Going there is important to me. Visiting the dead. Visiting my parents. Being present and responsible in a way that I hadn’t always been while they were alive.

Being obligated, feeling obligated, doing my duty.

Go visit the dead.

3 Comments on “Go Visit the Dead

  1. What a lovely post. I visit your site every few weeks when I put something up on the weekend Write on Edge link up. Every time I read one of your posts I resolve to return more frequently. Time and projects get the best of me and I miss out. You write beautifully. And your subjects never disappoint. My mother’s grave is 3,000 miles from me. Every few years I return to my hometown and I visit her. Even after 15 years it’s ridiculously difficult. I love your ending about being present and alive like you weren’t when they were alive. How many times I’ve considered that….

    • Thank you for saying these things. Your response to my piece is really meaningful and important to me. To hear that what I wrote rings true for someone with similar experience is wonderful and makes wondering whether I’m nuts to write about such things very worth it.

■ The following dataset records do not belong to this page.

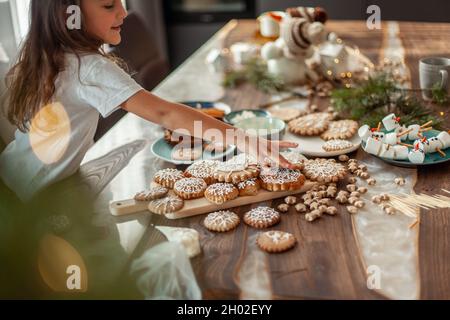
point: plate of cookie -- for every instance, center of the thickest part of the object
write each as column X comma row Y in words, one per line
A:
column 319, row 136
column 186, row 154
column 208, row 185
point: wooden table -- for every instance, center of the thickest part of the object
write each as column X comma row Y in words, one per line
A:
column 327, row 264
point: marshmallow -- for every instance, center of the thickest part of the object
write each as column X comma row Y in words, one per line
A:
column 390, row 122
column 387, row 151
column 373, row 146
column 378, row 135
column 401, row 152
column 416, row 156
column 400, row 130
column 444, row 137
column 391, row 139
column 413, row 135
column 364, row 132
column 435, row 144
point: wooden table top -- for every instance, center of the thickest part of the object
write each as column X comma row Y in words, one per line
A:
column 327, row 264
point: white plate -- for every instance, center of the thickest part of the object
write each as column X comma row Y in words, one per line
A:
column 312, row 146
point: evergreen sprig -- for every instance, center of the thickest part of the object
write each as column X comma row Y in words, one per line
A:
column 371, row 101
column 254, row 72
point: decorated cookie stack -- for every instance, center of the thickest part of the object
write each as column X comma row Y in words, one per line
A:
column 392, row 143
column 335, row 133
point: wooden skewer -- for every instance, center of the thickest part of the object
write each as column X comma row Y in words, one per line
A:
column 427, row 124
column 415, row 223
column 442, row 153
column 406, row 145
column 426, row 129
column 404, row 133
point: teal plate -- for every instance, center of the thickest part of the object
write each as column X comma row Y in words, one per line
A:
column 430, row 158
column 162, row 150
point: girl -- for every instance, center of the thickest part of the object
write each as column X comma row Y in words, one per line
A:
column 61, row 83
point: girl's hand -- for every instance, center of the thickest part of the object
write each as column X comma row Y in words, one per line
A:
column 267, row 151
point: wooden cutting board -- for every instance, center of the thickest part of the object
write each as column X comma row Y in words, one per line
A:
column 202, row 206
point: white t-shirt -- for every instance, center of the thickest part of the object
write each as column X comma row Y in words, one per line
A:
column 62, row 132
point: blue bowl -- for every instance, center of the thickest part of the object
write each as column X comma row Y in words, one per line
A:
column 238, row 116
column 268, row 128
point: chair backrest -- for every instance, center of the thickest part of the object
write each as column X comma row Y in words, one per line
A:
column 147, row 65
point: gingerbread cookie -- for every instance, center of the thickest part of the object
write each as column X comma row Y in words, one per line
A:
column 222, row 221
column 276, row 241
column 337, row 145
column 249, row 187
column 262, row 217
column 203, row 169
column 286, row 114
column 152, row 194
column 190, row 188
column 186, row 153
column 236, row 170
column 311, row 125
column 220, row 193
column 166, row 205
column 280, row 179
column 296, row 158
column 324, row 170
column 168, row 177
column 343, row 129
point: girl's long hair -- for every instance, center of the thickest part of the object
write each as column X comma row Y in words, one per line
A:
column 31, row 81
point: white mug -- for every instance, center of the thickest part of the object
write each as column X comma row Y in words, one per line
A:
column 434, row 71
column 270, row 27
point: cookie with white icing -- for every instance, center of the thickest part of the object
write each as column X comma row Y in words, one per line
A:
column 190, row 188
column 324, row 170
column 166, row 205
column 311, row 125
column 152, row 194
column 276, row 241
column 343, row 129
column 249, row 187
column 168, row 177
column 281, row 179
column 219, row 193
column 337, row 145
column 222, row 221
column 262, row 217
column 236, row 170
column 203, row 169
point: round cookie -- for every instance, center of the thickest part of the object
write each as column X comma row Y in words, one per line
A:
column 190, row 188
column 168, row 177
column 337, row 145
column 166, row 205
column 281, row 179
column 152, row 194
column 311, row 125
column 343, row 129
column 219, row 193
column 296, row 158
column 236, row 170
column 249, row 187
column 286, row 114
column 202, row 169
column 276, row 241
column 262, row 217
column 222, row 221
column 324, row 170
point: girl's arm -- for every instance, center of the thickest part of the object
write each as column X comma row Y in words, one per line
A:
column 189, row 121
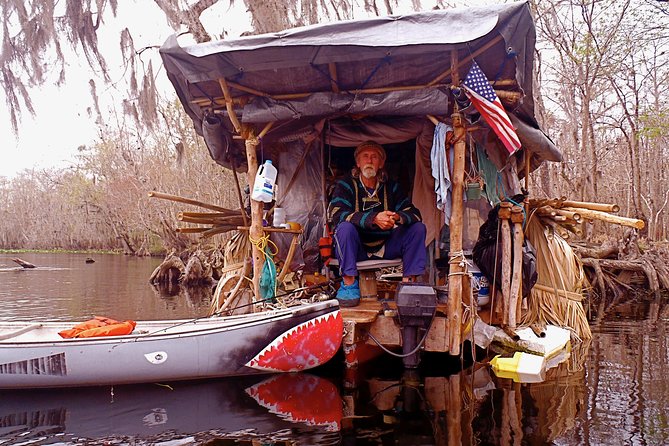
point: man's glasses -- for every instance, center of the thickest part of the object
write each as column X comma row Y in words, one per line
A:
column 370, row 203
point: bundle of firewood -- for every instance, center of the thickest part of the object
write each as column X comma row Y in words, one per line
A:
column 218, row 221
column 565, row 216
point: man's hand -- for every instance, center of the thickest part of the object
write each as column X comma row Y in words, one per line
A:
column 386, row 220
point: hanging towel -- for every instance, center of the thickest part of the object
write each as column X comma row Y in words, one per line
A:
column 440, row 172
column 489, row 173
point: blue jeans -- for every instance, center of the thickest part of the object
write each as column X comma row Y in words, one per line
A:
column 407, row 242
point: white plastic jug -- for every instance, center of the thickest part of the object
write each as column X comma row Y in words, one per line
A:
column 279, row 217
column 263, row 187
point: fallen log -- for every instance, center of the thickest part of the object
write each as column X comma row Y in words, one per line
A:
column 603, row 216
column 23, row 263
column 198, row 270
column 606, row 250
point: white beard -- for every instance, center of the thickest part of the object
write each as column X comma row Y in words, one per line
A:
column 369, row 172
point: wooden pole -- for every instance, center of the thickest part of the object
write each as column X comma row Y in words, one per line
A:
column 604, row 207
column 517, row 270
column 603, row 216
column 332, row 69
column 229, row 105
column 456, row 262
column 255, row 230
column 505, row 286
column 454, row 411
column 154, row 194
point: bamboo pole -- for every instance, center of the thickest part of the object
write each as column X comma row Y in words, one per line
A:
column 192, row 230
column 454, row 411
column 504, row 216
column 256, row 229
column 609, row 218
column 604, row 207
column 229, row 105
column 469, row 57
column 517, row 270
column 265, row 129
column 332, row 68
column 239, row 194
column 456, row 272
column 209, row 214
column 154, row 194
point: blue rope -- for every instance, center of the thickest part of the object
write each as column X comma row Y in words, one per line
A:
column 326, row 75
column 510, row 53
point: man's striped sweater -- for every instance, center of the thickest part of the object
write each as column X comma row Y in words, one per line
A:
column 351, row 202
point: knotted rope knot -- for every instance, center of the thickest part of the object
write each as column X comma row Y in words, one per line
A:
column 459, row 258
column 262, row 243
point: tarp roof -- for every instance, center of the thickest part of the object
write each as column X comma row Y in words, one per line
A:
column 385, row 66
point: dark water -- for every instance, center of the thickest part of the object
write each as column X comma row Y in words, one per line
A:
column 613, row 390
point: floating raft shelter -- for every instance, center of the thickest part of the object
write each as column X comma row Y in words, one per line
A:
column 305, row 97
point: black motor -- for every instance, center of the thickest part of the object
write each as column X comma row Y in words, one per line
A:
column 416, row 306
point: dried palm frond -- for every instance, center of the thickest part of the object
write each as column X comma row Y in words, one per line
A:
column 556, row 297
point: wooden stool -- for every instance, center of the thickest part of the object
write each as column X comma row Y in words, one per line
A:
column 367, row 273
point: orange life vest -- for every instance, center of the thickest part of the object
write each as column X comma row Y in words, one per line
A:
column 99, row 326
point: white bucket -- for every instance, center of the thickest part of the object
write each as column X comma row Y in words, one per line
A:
column 263, row 186
column 279, row 217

  2. I’ve often wondered about those things, the flowers, the visits, stories that linger in cemeteries. I love this essay. It speaks quietly of familial love and our sense of tradition, and how such traditions or rituals enforce a sense of continuity in our lives. Loved ones die but you’re right. The bond we have with them never really does, and all that shows whether it’s through prayers, doing things they enjoyed when they were with us, bringing flowers to their graves, or simply spending hours in wlamart with them in mind. Lovely post!